August 17, 2011
What if an Oil Spill Happened in the Arctic?
Andy Sharpless is the CEO of Oceana.
Less than a year after the Deepwater Horizon gusher was finally sealed, oil companies are claiming they can drill safely in the Arctic Ocean, an even more fragile and forbidding environment than the Gulf of Mexico. Unfortunately, our government seems to be suffering from amnesia, too.
This month, Shell Oil received a conditional approval from the federal government to drill four exploratory wells next summer in Alaska’s Beaufort Sea.

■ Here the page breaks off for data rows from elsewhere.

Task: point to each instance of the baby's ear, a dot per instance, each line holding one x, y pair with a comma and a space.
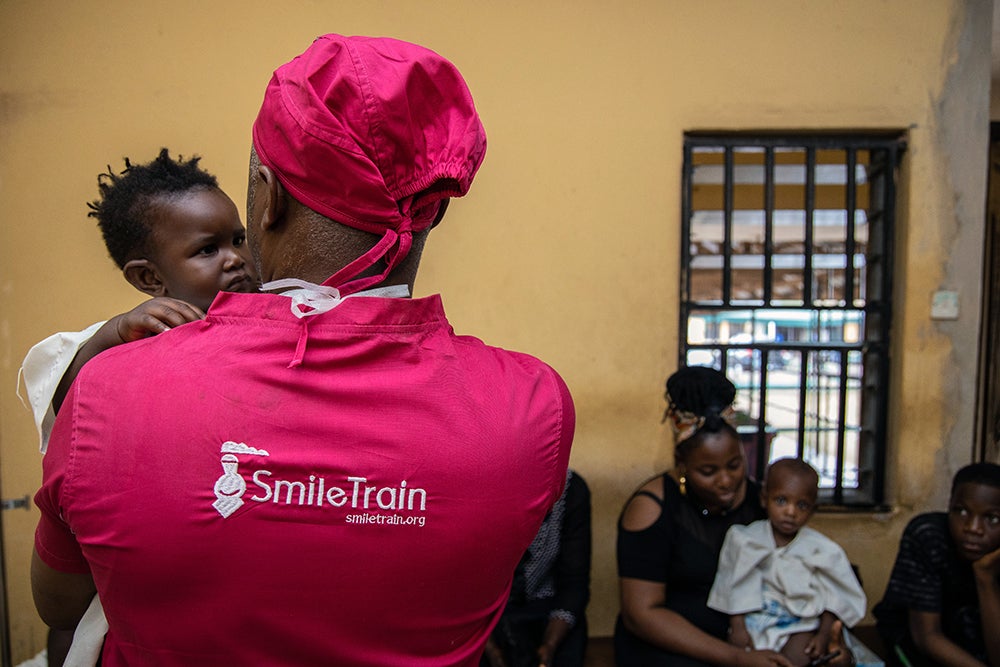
142, 275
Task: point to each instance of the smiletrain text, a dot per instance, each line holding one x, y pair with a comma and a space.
359, 495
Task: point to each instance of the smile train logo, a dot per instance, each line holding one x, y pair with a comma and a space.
229, 488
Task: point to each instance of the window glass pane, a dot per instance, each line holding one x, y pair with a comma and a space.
707, 234
789, 241
749, 229
789, 227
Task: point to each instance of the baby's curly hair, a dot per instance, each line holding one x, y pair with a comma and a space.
123, 210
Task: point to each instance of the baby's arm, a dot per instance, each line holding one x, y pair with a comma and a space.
738, 635
149, 318
987, 571
820, 640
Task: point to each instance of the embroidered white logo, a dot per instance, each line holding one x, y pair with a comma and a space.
229, 488
381, 505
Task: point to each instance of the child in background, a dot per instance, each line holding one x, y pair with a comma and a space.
782, 583
942, 602
176, 237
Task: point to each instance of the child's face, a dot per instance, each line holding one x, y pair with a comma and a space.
789, 500
200, 247
974, 519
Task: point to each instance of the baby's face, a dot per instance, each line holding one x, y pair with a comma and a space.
974, 519
789, 500
200, 247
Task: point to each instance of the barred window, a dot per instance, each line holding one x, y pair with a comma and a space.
786, 285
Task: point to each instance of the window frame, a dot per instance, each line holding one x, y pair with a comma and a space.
886, 150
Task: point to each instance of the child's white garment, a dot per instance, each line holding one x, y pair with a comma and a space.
88, 639
42, 370
783, 590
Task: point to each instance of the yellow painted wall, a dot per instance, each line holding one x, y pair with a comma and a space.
567, 244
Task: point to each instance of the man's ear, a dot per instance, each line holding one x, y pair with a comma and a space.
143, 275
271, 199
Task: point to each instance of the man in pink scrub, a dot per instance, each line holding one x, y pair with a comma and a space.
324, 473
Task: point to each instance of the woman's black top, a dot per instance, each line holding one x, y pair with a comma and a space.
681, 550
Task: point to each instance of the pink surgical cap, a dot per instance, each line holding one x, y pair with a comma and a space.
371, 132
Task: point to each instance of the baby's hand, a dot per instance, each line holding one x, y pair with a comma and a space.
740, 637
817, 646
155, 316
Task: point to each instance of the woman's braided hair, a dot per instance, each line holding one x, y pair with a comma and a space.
702, 397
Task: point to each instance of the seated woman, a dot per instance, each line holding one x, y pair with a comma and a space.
671, 532
544, 623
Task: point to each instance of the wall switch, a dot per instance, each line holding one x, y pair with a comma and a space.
944, 305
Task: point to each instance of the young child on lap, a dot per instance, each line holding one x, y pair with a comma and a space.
176, 237
782, 583
942, 602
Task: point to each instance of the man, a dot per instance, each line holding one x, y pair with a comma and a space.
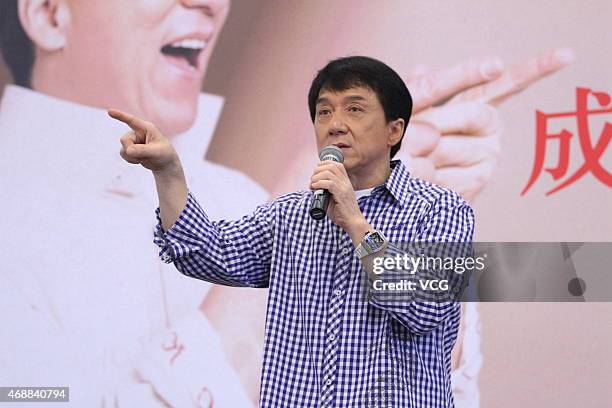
319, 328
147, 57
117, 327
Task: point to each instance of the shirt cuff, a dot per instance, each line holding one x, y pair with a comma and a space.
186, 235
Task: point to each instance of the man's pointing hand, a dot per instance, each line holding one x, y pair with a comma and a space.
145, 144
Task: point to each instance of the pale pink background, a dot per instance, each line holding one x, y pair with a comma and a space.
534, 354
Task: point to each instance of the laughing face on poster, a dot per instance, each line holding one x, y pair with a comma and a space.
117, 327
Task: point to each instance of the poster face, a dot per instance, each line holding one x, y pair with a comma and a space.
512, 109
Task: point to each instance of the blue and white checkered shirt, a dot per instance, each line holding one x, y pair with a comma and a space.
326, 344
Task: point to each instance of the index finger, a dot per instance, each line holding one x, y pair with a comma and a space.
132, 121
519, 76
435, 88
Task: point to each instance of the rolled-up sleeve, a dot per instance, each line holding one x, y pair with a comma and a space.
232, 253
451, 222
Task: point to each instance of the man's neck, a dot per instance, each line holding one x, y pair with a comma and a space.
371, 177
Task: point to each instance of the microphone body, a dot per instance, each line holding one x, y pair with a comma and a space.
318, 208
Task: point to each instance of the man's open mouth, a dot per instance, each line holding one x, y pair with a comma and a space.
185, 52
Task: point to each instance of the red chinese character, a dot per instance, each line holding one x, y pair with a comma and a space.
592, 154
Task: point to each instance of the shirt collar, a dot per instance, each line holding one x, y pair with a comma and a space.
397, 183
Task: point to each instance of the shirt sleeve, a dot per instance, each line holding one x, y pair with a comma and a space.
451, 222
232, 253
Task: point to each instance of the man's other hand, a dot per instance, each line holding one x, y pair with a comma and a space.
145, 144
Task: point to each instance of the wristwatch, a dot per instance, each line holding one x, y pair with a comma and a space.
372, 242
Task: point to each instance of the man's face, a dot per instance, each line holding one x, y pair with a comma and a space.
353, 120
144, 56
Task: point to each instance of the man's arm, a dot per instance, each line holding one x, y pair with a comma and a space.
451, 222
234, 253
450, 219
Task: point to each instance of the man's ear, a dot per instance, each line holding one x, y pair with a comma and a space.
396, 131
46, 22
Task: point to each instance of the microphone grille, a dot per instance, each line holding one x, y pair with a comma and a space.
331, 152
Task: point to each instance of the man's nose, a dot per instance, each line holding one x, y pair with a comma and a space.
337, 127
210, 7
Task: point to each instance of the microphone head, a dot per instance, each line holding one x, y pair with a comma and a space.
331, 152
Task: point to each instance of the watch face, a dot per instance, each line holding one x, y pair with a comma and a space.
375, 240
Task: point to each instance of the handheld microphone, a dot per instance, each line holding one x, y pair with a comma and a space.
318, 208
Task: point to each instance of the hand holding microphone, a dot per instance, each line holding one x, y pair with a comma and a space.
318, 208
330, 178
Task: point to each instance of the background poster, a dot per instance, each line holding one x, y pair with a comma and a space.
266, 55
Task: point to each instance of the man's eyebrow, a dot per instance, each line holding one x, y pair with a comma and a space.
348, 98
352, 98
322, 100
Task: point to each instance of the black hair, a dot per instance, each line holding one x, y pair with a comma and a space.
348, 72
16, 47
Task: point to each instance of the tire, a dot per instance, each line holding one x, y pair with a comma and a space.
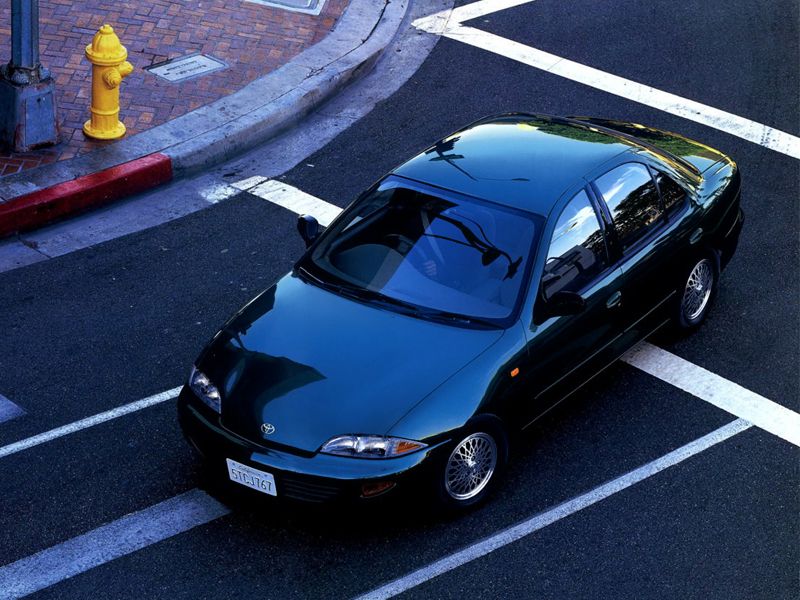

The company claims that it can end a gushing spill like the Deepwater Horizon in just 43 days and clean up 90 percent of oil lost.
These claims aren’t based in historic experience and have little scientific evidence to back them up. Crews were only able to recover 10 percent of the oil escaping the Macondo well in the Gulf of Mexico last summer, and only 8 percent of oil from the Exxon Valdez spill.

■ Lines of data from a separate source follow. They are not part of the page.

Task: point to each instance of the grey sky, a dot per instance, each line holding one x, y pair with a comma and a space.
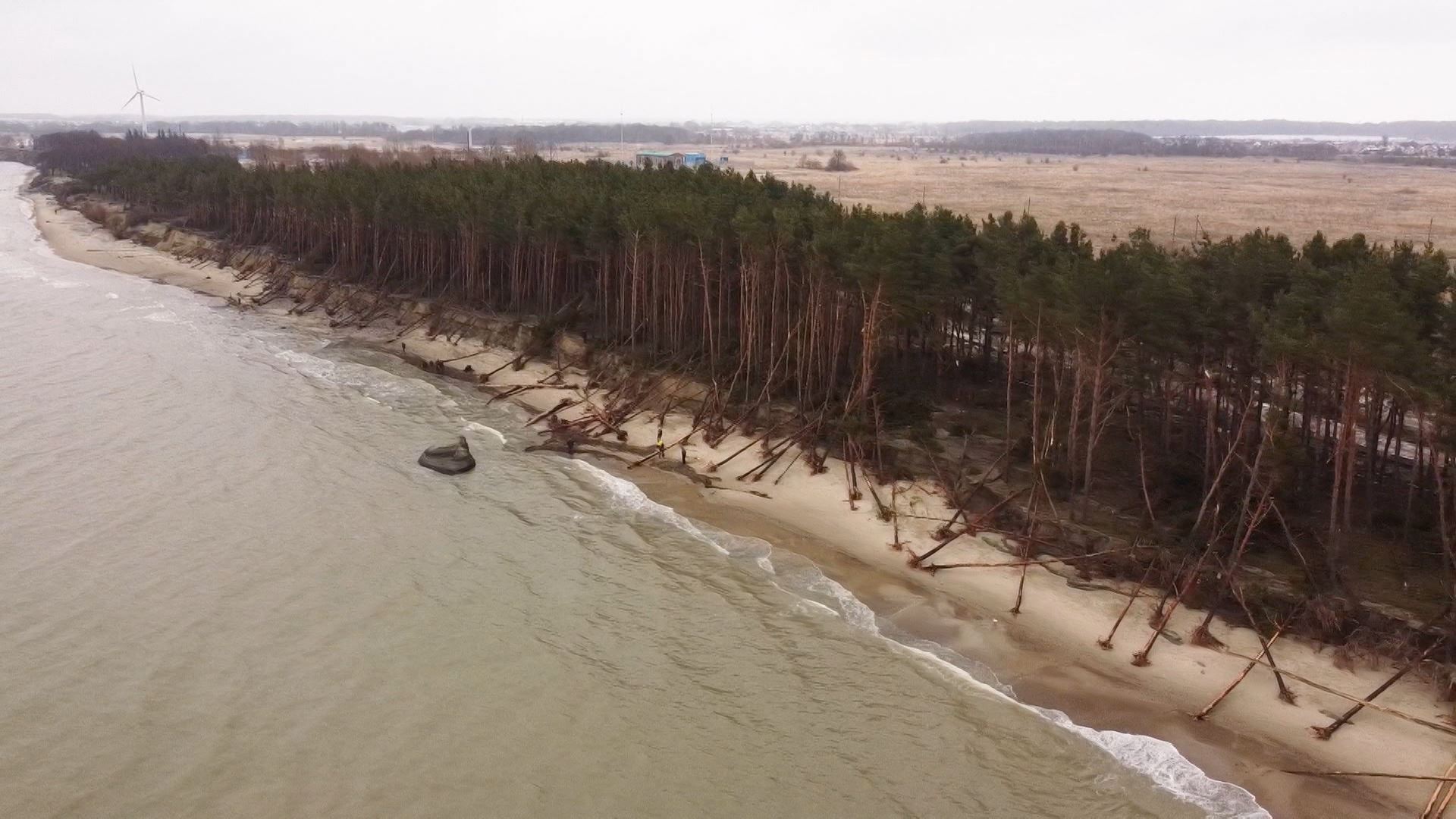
852, 60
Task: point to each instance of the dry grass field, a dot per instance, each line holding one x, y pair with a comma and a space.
1111, 196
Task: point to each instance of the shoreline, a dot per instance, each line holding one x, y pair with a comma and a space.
1047, 653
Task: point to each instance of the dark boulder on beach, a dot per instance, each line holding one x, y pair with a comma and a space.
449, 460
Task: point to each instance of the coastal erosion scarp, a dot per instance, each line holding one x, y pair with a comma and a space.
1047, 653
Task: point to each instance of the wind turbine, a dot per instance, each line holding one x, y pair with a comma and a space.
142, 98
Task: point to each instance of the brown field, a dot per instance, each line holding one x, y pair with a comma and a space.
1110, 196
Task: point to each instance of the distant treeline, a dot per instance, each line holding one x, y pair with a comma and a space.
557, 134
281, 129
1413, 129
1273, 398
80, 152
1114, 142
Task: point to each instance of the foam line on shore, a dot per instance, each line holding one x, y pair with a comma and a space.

The most recent oil spill drill in the Beaufort Sea was in 2000 and was described as a “failure.” Mechanical systems like skimmers and booms in calm but icy conditions simply didn’t work. The technology has not improved since then. Just watch this video of a failed cleanup test:
Furthermore, the Arctic is an incredibly harsh place. The Gulf of Mexico was surrounded by thousands of first-responders within a few hours’ travel, and it has year-round temperate weather. The nearest Coast Guard response facility is 1000 air miles from the Beaufort Sea. The Arctic is only a hospitable working environment for a few months in summer. Ice and weather could easily make rescue working conditions far too dangerous for crews, leaving a nearly-pristine ecosystem that is home to Inuit people destroyed during an uncapped oil spill.
We’ve won major victories against offshore drilling, especially last year when President Obama announced that the new five-year plan for offshore drilling removed thousands of miles of U.S. ocean from consideration, including the eastern Gulf of Mexico and the Atlantic and Pacific coasts.

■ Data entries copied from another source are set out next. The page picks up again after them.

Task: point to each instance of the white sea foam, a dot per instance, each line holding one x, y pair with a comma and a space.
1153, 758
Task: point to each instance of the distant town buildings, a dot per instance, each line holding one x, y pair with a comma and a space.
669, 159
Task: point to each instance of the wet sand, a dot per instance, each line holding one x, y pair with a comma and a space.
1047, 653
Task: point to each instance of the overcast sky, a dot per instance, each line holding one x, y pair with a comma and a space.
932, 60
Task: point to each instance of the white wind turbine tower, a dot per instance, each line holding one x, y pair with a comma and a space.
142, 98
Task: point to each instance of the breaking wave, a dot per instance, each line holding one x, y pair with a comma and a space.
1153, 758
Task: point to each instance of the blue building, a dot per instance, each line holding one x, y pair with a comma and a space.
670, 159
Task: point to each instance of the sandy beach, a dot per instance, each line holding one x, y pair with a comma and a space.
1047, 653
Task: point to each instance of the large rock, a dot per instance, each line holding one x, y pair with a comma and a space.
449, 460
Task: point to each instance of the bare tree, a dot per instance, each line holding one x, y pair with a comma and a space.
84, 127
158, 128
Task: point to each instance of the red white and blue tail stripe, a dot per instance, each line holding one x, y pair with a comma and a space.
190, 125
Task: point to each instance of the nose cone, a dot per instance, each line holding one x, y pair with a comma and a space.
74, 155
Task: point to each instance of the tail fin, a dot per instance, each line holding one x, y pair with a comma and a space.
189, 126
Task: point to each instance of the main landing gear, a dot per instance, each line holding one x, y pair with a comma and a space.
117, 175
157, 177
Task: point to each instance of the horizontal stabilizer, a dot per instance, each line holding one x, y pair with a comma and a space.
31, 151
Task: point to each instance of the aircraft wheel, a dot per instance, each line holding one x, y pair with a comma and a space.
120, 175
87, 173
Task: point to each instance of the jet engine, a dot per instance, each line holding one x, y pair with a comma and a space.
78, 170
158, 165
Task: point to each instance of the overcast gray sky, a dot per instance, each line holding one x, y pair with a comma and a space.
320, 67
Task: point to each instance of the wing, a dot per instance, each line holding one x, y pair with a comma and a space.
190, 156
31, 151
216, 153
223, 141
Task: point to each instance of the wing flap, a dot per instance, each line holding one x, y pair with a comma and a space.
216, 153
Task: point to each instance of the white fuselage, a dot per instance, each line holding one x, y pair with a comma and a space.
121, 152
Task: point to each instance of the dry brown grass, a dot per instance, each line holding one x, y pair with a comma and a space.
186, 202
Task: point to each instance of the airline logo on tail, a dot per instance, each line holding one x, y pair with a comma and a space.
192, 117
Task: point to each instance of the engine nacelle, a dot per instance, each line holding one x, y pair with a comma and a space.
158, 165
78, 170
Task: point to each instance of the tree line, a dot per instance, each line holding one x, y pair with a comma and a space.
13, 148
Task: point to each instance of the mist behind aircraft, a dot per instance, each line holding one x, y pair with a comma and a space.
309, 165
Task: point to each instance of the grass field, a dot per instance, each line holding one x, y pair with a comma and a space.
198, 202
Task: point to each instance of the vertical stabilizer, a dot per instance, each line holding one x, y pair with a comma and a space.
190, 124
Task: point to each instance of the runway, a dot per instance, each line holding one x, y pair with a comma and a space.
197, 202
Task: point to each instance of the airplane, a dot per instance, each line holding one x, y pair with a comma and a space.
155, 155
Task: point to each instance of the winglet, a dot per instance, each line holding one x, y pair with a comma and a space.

But the Interior Department’s approval of Shell’s plan shows that we still face an uphill battle, even when the facts show that increased drilling won’t reduce gas prices at the pump.
We have campaigners and scientists at work in Washington, D.C. as well as in Alaska who are closely monitoring the oil companies’ plans to drill in one of the last great ocean ecosystems. With your support, we hope to win more protections to keep our coasts safe from oil spills.